ライナーがカぺル邸の一番大きな書斎に足を踏み入れると、当主であるベンノ・カぺルが珍しく笑みを浮かべて顔を上げた。

「ユリア姫を落としたらしいな?タオブン牽制のためとはいえ、お前は高い買い物だったからな……これくらいの恩返しは当然だが」

卑しい笑い方をするベンノは蓄えている白髭を撫でつけて、フンと鼻を鳴らした。それからいつものように蔑みの光を宿した目でライナーを睨みつけてくる。

「さっさと孕ませて降嫁させろ。いいな?」
「……はい。では、朝の演習がありますので私はこれで」

ライナーはゆっくりと顔の筋肉を動かし、笑みを浮かべた。それから礼をして、書斎を出て行く。

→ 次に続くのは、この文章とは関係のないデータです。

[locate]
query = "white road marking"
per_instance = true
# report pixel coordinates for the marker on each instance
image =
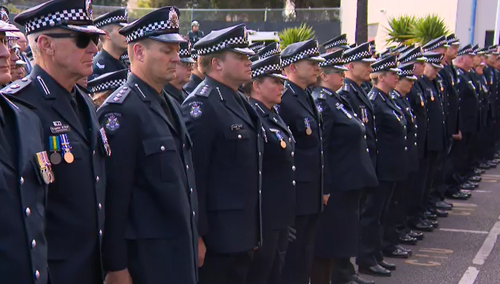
(464, 231)
(488, 245)
(469, 276)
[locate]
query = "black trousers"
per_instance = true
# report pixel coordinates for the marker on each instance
(417, 192)
(335, 271)
(300, 253)
(373, 213)
(268, 260)
(225, 268)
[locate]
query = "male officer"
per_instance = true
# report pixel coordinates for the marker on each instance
(24, 174)
(113, 43)
(300, 62)
(415, 97)
(227, 157)
(336, 43)
(63, 54)
(196, 75)
(151, 228)
(175, 87)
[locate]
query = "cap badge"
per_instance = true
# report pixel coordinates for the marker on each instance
(173, 18)
(88, 8)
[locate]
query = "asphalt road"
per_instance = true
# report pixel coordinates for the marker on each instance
(464, 250)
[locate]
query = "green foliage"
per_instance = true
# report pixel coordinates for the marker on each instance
(429, 28)
(401, 29)
(295, 34)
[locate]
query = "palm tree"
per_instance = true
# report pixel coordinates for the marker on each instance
(361, 21)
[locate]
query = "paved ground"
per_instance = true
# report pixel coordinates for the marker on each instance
(464, 249)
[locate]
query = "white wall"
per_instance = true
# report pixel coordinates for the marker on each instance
(447, 9)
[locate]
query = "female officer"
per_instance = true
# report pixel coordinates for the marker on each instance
(278, 189)
(348, 171)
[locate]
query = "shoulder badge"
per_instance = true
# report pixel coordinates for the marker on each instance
(16, 86)
(203, 90)
(118, 96)
(112, 122)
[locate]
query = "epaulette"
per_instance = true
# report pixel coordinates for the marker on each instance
(203, 90)
(118, 96)
(16, 86)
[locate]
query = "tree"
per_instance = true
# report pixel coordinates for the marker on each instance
(361, 21)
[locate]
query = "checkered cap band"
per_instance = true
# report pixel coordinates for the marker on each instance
(184, 53)
(53, 18)
(385, 66)
(152, 27)
(332, 62)
(357, 56)
(408, 72)
(336, 43)
(110, 85)
(228, 43)
(276, 51)
(111, 20)
(268, 69)
(302, 55)
(436, 45)
(465, 51)
(433, 59)
(411, 57)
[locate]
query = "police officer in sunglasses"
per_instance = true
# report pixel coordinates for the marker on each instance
(63, 40)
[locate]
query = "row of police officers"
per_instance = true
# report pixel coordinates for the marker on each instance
(221, 164)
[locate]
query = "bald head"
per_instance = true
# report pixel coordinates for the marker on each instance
(22, 42)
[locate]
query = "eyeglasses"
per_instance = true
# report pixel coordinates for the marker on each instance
(82, 40)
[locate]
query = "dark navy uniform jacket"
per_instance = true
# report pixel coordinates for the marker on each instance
(278, 170)
(449, 77)
(469, 103)
(411, 128)
(299, 112)
(416, 98)
(151, 192)
(23, 193)
(104, 63)
(194, 81)
(178, 95)
(227, 147)
(347, 161)
(75, 215)
(436, 120)
(392, 136)
(363, 107)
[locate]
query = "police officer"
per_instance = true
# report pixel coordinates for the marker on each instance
(113, 43)
(24, 174)
(392, 148)
(151, 165)
(227, 136)
(102, 86)
(348, 171)
(403, 190)
(436, 128)
(175, 87)
(278, 171)
(196, 75)
(75, 211)
(416, 218)
(300, 63)
(336, 43)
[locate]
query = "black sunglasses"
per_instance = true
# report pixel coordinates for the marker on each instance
(82, 40)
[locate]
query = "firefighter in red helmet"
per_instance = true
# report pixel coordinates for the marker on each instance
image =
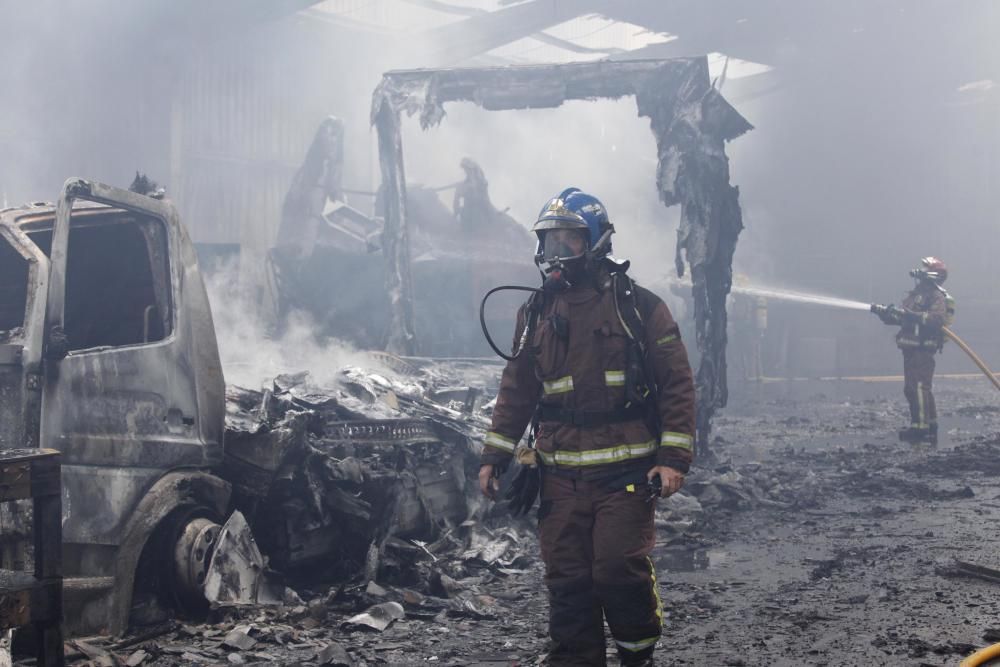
(925, 311)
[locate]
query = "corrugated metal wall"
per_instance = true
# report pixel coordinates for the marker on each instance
(237, 138)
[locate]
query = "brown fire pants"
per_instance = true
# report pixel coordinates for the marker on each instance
(596, 542)
(918, 376)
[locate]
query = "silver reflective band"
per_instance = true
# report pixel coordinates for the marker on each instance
(599, 456)
(560, 386)
(681, 440)
(639, 645)
(499, 441)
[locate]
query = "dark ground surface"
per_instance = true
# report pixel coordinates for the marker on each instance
(820, 539)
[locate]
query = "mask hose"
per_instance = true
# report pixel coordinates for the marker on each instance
(527, 325)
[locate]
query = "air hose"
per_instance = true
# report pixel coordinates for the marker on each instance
(975, 358)
(981, 657)
(482, 320)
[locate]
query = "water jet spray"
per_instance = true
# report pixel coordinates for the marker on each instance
(848, 304)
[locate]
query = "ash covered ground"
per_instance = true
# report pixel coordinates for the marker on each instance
(817, 538)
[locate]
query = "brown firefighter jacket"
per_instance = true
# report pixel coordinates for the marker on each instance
(576, 361)
(936, 309)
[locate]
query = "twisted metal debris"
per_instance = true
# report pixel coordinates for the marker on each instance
(691, 122)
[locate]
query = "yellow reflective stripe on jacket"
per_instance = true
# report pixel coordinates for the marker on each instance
(596, 457)
(614, 378)
(681, 440)
(494, 439)
(639, 645)
(560, 386)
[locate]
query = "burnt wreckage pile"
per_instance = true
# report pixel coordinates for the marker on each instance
(338, 481)
(691, 122)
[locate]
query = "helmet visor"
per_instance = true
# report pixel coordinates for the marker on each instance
(563, 244)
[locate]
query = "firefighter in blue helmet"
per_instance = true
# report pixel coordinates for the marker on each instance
(608, 389)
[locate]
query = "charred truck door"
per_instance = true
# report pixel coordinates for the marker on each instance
(24, 272)
(132, 393)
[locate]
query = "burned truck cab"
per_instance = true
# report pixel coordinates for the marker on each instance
(108, 354)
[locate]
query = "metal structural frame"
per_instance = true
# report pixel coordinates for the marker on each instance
(691, 122)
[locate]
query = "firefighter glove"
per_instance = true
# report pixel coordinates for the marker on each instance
(524, 488)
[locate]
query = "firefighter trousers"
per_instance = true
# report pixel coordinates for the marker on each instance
(595, 542)
(918, 377)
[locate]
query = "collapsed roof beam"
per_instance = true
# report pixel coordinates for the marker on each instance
(475, 35)
(690, 121)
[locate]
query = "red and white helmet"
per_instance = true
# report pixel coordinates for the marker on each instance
(934, 269)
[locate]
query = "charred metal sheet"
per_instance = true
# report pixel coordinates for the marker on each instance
(691, 122)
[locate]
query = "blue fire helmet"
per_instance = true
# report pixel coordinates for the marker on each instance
(573, 209)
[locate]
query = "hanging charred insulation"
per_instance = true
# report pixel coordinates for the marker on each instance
(691, 122)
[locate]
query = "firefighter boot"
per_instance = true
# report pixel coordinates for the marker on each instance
(643, 660)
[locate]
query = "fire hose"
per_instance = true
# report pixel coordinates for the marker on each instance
(975, 359)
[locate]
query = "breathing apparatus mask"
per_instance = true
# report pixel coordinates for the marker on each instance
(931, 270)
(574, 239)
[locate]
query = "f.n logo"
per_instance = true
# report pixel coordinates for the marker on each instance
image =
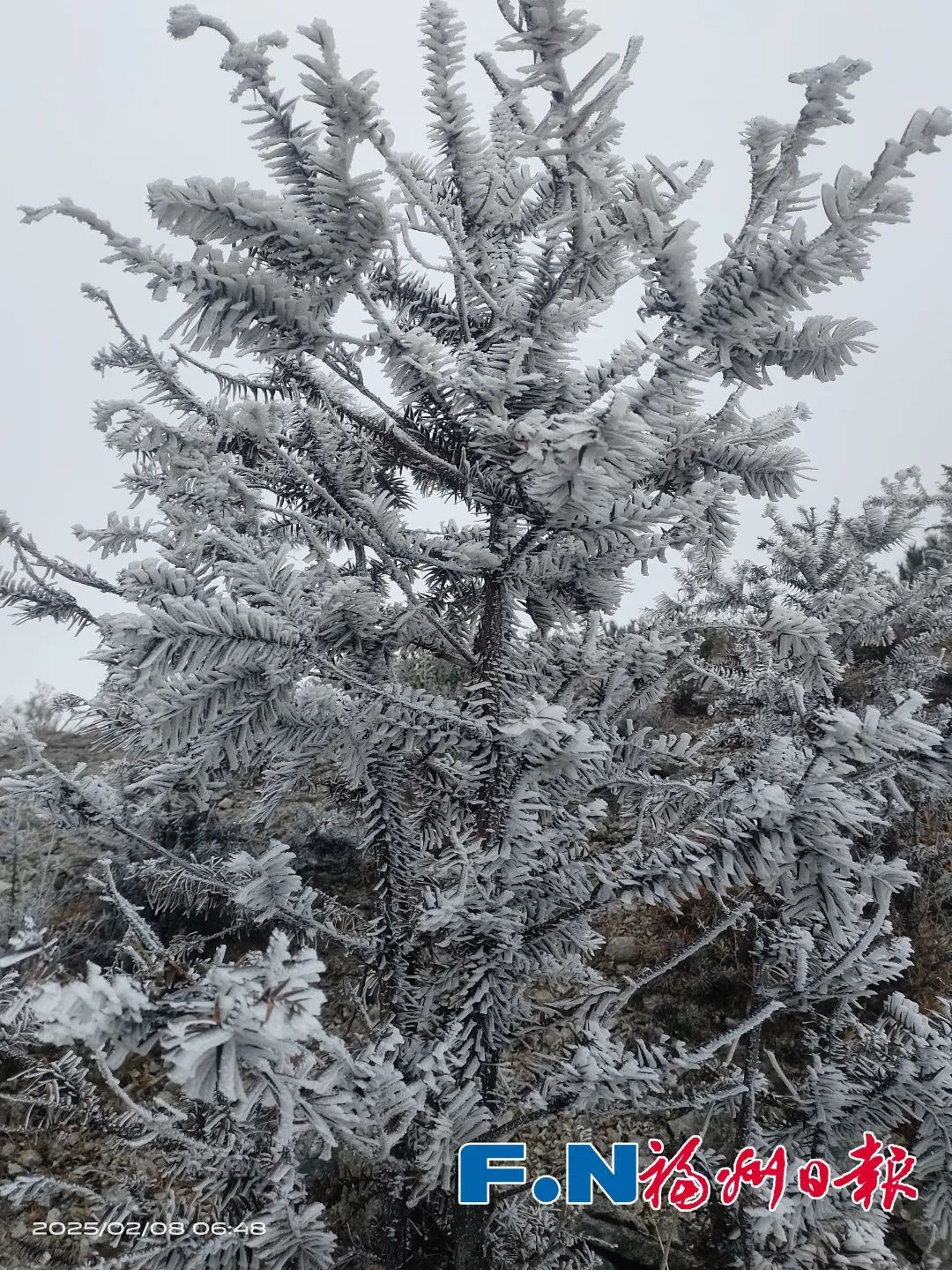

もう少しだけの辛抱だ。カぺル家に買われたのは、運が良かったと思う。これだけ早く、フラメ城へ……ユリアに会えるとは思っていなかった。

幼少期、祖父と過ごした屋敷を思い出させる広く長い廊下を歩きながら、ライナーは血が滲むほど拳を握りしめていた。

「運命……」

ライナーの呟きは静かな廊下に消えていく。

そう、これは運命だ。ユリアとライナーの運命は、生まれたときから決まっている。